Sólo serían aceptables aquellas diferencias de trato que la propia carta magna prevé, o connaturales al sujeto que constituye el instrumento de prueba como tal. Así, por ejemplo, el artículo 2o. constitucional, apartado A, fracción VIII, prevé que tratándose de indígenas, el juzgador deberá resolver tomando en cuenta sus usos y costumbres, es decir, su idiosincrasia. En esa medida, la valoración de una declaración de cargo o de descargo no puede desconocer el concepto de vida y del mundo que pueda tener este grupo social: es factible, así, que un indígena, que no conoce la lengua y cultura bajo las cuales se desarrolla el juicio, no tenga la misma apreciación de las circunstancias de lugar, tiempo y modo de los hechos litigiosos que sí maneja, espera y exige el tribunal que lo juzga.
Otro caso, aceptable por el derecho procesal, sería el de las declaraciones de los menores de edad, quienes debido a su inmadurez psicológica, pueden olvidar los detalles importantes y no retener los que interesan para conocer la verdad, y a quienes, por supuesto, no se les puede exigir el mismo rigor en una declaración que a un adulto.
Sin embargo, esas son excepciones que deben estar fundadas y motivadas.
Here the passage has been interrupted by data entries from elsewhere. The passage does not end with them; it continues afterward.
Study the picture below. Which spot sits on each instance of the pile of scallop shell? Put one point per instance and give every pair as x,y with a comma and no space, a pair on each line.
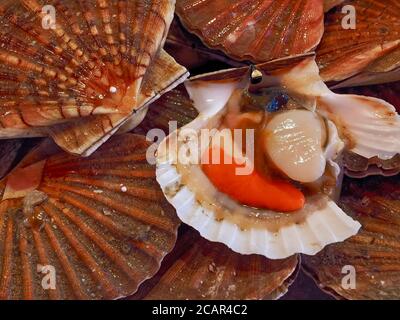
91,204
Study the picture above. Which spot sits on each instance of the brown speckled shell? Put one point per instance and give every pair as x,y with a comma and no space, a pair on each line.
8,153
374,252
200,269
174,105
370,48
357,166
105,226
81,80
255,30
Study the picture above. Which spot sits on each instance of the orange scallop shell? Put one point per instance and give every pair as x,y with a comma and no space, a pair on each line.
101,222
203,270
357,166
8,153
255,30
367,54
175,106
374,252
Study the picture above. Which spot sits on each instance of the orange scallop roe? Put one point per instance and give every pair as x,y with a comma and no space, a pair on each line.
254,189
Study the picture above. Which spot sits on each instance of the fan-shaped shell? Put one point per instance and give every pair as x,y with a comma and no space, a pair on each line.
80,78
199,269
358,166
175,105
256,30
194,198
373,253
101,222
368,52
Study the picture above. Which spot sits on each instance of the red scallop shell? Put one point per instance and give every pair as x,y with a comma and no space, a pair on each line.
255,30
374,252
200,269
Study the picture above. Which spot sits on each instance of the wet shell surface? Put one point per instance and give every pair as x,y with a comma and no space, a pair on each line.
357,166
366,50
8,153
198,269
100,224
196,201
259,30
329,4
174,107
80,77
373,255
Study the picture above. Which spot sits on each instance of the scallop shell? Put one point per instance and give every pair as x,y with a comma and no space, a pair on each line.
367,54
80,77
202,270
8,153
374,252
329,4
210,93
100,223
175,105
259,30
189,51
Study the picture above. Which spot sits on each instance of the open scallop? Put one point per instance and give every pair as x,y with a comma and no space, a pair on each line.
300,129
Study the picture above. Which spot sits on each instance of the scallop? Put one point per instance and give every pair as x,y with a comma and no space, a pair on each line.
98,225
294,142
365,51
375,202
316,125
254,29
82,77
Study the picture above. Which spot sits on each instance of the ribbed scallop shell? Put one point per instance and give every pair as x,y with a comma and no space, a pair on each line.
256,30
372,48
210,93
189,51
358,166
81,80
103,224
173,106
8,152
374,252
198,269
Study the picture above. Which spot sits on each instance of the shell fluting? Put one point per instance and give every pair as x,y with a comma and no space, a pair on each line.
373,253
259,30
101,223
96,61
200,269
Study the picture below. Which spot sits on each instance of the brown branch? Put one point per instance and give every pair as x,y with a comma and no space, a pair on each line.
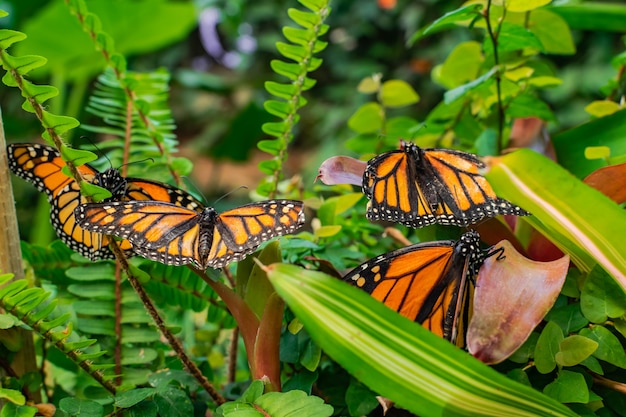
172,340
494,41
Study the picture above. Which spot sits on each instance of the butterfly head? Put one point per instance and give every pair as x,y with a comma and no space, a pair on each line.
112,180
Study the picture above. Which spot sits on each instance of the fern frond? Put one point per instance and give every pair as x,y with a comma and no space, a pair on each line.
31,306
304,45
136,102
36,95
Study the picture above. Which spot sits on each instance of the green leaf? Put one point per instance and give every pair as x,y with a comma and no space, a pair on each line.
398,358
8,37
77,156
609,347
360,399
526,105
397,93
569,387
367,119
76,407
64,48
462,65
547,347
278,108
601,108
565,210
13,410
60,124
293,403
369,85
304,19
276,129
24,64
14,396
605,131
601,297
593,16
483,80
524,5
289,70
129,398
513,37
173,402
463,14
552,31
575,349
286,91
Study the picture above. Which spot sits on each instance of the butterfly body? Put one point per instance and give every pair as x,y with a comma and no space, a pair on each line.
43,166
429,283
175,235
418,187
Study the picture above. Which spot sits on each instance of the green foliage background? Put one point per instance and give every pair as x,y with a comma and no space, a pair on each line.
288,90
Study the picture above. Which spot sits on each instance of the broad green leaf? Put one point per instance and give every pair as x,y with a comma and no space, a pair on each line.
552,31
463,14
462,65
564,209
609,347
397,93
523,5
597,152
367,119
601,108
601,297
398,358
293,403
569,387
547,347
593,16
605,131
575,349
360,399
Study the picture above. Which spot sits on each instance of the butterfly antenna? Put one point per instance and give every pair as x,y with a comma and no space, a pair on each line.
88,139
229,193
196,191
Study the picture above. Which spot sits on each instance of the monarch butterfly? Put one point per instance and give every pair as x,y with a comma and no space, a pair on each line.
430,283
418,187
176,235
42,165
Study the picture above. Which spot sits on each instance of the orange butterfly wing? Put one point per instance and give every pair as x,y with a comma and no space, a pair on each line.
418,187
42,165
176,235
425,282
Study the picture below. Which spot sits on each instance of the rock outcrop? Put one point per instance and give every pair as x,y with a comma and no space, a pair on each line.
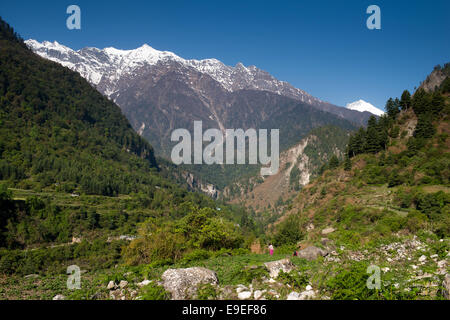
183,283
275,267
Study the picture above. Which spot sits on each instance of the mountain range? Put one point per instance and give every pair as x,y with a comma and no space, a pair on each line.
159,92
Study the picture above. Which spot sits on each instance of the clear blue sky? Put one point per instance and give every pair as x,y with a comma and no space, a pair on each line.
322,47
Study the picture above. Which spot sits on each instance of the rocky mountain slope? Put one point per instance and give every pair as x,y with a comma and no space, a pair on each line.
298,166
159,91
363,106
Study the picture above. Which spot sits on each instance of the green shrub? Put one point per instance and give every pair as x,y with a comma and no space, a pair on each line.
295,279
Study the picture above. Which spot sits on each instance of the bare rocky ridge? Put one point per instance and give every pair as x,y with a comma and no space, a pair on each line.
159,91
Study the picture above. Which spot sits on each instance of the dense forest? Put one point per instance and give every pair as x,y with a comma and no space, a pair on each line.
71,167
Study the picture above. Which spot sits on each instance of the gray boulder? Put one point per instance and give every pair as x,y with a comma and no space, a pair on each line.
446,286
183,283
275,267
312,253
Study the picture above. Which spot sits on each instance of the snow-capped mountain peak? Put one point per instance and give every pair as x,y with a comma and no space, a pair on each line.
105,67
362,106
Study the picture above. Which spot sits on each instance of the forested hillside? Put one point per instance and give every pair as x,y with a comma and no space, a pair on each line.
76,182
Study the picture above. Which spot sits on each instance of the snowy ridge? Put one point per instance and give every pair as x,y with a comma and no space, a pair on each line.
110,64
362,106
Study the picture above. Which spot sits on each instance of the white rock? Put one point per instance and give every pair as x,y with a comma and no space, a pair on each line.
274,267
308,294
244,295
240,289
293,296
328,230
144,283
183,283
257,294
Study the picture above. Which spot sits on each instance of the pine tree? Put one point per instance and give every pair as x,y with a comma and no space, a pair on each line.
405,100
347,164
392,107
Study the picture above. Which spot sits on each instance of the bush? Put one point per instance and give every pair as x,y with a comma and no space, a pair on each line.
350,283
295,279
En materia penal, no es posible que el juzgador se apasione por la causa que defiende una de las partes y, por tanto, valore los medios de prueba de una de ellas con exigencias o estándares distintos que los de la contraparte, sin que medie un juicio de razonabilidad como los antes enunciados. De otro modo, la impartición de justicia ya no predicaría la imparcialidad a que se refiere el artículo 17 constitucional.